世界が閉じた瞬間お話は生まれる
兄「主を助けたり冒険したりする犬の映画が昔はあったじゃないですか。そういう犬の愛の重さへの違和感が、デビュー作同様、出ちゃった感じはします」
弟「猿も意地悪に書くのは避けようと兄と話していて、それで猿蟹合戦での悪行を後悔する猿にしたのかな」
兄「そして雉は『鶏は三歩歩けば忘れる』という諺を弟がしきりに言っていて」
弟「鳥頭=記憶喪失なんて典型的すぎますけど。でも雉は雄の方がキレイだし、受け専門なんだろうなとか、それで恋愛になったのか」
兄「いきなり佳代ちゃんを出してきたんですよ、弟が。試し書きの段階でもう雉と佳代ちゃんが散歩していて、ああ、こんなしっとりしたトーンで書くんだなって」
弟「僕は素直にいいなあと思った部分ほど記憶にないんですよ。当たり前すぎて」
兄「桃次郎が桃ではなく、川で拾ってきた〈マラフグリ〉から生まれた設定も、ダメ出しされると思ったら、ああ、いいのねって(笑)」
弟「少しギャグっぽい話はお互いニヤニヤしながら書いていますね。特にマラフグリはいかにも兄なんです、私に言わせると(笑)。そういう価値観を共有しているから、1つの作品を書いていけるのかもしれません」
担当編集者によれば、正視を躊躇うほど剥き出しな人間を描いてきた著者の真価が存分に発揮されるために、昔話という誰もが知る拠り所が必要だったという。

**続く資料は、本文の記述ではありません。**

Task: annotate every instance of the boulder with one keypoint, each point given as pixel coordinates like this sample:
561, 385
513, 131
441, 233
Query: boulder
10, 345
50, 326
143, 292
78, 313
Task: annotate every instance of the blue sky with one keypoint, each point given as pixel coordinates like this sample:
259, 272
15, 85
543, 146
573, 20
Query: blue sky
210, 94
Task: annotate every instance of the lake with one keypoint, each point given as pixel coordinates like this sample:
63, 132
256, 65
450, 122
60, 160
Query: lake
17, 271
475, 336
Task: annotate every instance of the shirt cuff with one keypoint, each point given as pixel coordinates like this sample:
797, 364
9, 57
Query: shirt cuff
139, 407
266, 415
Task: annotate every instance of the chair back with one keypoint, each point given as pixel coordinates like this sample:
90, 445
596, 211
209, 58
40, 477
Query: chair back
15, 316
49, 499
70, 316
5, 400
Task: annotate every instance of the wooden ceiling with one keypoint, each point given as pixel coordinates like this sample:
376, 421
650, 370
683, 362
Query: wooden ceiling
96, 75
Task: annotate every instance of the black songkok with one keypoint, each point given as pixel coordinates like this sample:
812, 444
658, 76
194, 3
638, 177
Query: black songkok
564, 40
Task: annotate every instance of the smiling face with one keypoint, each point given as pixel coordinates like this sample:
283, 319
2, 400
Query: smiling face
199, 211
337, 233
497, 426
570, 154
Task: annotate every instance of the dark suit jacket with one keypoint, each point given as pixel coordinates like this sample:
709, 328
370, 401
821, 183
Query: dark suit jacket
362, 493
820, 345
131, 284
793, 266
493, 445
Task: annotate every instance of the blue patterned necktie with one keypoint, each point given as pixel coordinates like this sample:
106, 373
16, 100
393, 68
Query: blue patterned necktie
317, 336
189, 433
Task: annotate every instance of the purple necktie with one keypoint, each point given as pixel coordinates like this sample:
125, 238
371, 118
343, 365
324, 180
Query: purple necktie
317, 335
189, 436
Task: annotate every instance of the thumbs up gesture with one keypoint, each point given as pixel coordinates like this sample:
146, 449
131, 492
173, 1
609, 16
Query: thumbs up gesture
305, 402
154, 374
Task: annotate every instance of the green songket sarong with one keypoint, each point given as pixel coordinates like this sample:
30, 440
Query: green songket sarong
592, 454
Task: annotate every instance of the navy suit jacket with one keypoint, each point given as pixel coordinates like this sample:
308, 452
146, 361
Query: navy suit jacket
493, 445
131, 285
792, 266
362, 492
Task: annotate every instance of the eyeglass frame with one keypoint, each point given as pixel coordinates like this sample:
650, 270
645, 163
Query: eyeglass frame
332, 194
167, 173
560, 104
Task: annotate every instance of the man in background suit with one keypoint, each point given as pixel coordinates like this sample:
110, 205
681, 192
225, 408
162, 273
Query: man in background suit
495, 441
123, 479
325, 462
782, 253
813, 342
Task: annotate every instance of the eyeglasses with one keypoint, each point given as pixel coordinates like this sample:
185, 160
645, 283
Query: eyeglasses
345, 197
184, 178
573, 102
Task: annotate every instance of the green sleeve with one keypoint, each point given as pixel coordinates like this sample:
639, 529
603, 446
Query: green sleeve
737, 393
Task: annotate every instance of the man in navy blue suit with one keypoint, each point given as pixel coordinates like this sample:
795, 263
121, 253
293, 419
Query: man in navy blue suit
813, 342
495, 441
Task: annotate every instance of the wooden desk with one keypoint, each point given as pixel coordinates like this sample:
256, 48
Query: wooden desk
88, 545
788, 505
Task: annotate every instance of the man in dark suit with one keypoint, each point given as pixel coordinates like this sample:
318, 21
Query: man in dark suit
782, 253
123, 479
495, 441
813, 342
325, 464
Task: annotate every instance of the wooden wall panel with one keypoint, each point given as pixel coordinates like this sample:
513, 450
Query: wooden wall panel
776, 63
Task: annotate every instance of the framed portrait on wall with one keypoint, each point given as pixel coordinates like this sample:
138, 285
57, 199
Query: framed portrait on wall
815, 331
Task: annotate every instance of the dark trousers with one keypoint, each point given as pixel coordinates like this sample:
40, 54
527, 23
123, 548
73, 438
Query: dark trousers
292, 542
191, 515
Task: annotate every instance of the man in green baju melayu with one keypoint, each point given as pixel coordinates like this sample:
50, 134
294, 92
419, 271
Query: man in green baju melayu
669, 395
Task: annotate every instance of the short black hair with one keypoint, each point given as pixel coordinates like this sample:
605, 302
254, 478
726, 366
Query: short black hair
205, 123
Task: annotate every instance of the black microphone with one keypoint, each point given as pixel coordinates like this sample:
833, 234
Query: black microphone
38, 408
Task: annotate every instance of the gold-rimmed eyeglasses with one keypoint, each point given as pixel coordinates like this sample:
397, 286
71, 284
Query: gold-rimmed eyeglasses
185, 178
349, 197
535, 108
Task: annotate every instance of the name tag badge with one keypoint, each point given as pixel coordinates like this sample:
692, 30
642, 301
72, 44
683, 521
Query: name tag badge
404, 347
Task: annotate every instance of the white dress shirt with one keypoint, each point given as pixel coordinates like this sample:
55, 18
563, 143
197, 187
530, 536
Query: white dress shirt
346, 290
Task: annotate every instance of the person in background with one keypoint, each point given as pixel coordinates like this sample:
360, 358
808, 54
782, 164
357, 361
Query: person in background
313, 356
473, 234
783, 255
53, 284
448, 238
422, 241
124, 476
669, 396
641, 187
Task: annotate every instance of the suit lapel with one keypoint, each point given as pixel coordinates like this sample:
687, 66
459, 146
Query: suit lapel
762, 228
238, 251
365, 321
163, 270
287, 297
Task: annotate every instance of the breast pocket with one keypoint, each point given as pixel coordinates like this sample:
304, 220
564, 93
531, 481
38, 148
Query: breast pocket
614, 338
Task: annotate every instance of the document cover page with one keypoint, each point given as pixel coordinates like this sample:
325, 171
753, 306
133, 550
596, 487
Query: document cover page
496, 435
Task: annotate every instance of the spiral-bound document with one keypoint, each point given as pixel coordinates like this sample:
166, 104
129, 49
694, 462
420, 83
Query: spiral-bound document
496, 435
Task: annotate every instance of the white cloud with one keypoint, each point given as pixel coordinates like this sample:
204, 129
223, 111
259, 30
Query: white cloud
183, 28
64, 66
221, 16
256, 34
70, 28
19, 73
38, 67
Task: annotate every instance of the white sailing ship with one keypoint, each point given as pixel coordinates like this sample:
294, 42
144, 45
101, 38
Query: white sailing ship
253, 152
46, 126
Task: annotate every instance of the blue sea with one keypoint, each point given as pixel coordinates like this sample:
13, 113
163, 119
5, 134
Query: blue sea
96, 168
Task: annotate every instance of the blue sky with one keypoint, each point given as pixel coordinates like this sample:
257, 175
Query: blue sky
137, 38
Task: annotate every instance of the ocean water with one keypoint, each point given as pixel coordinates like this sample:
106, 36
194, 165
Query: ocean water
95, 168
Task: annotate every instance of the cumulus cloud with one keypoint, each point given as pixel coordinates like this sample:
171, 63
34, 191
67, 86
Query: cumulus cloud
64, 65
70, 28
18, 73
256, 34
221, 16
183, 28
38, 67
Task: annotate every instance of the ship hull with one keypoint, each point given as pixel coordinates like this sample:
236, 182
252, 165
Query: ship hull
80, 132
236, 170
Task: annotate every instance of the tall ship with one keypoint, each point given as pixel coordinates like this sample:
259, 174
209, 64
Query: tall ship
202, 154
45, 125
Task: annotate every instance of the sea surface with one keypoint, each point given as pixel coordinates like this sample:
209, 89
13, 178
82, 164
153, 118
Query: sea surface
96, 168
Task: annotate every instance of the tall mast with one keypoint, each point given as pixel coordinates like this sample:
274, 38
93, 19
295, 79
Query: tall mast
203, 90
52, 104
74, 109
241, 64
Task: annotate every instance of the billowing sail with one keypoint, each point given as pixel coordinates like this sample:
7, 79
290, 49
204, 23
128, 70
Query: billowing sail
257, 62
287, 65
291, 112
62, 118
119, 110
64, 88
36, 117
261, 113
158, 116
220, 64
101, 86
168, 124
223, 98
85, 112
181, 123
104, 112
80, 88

兄「桃太郎にしても、物語はなぜ終わるのかって、確か弟が言い出したんです。登場人物にとっての世界が閉じた瞬間にお話は生まれ、結び目がなくなると今度は三つ編みが解けるみたいに、物語性は失われるって」
弟「一度は終わった物語をどう続けてどう閉じるか、そこは真剣に考えたよね」
兄「その時は『当たり前すぎるクエスチョンかなあ』とも思ったけど、自分もRPGゲームの終盤でずっとウロウロしているんですよ。敵を倒すと終わっちゃうのがイヤだから。そんな話を延々とできるくらいだし、たぶん今後も2人で書いていきそうな気はしますね」
弟「うん。2人で書くのが兄と僕の当たり前なので」
宝を返さないのも物語が終わることへの抵抗なのか、人や鬼も含めた多くの欲や意地が渦巻く様は滑稽でも悲壮でもあり、どこか遠い御伽噺に見えて全くそうではない近さも、大森兄弟作品の不思議な魅力の1つである。
【プロフィール】
大森兄弟(おおもりきょうだい)/兄(左)は1975年、弟(右)は1976年、共に愛知県一宮市生まれ。「その後に東京の大森に移り、だから大森兄弟。捻りがなくてすみません」。兄は看護師、弟は会社員の傍ら、2009年に『犬はいつも足元にいて』で第46回文藝賞を受賞。翌年の芥川賞候補に。著書は他に『まことの人々』『わたしは妊婦』『ウナノハテノガタ』。今も兄は横浜、弟は川崎に住み、「中間あたりのルノアールとかで週1回は会います」。兄・165cm、62kg、A型。弟・170cm、72kg、B型。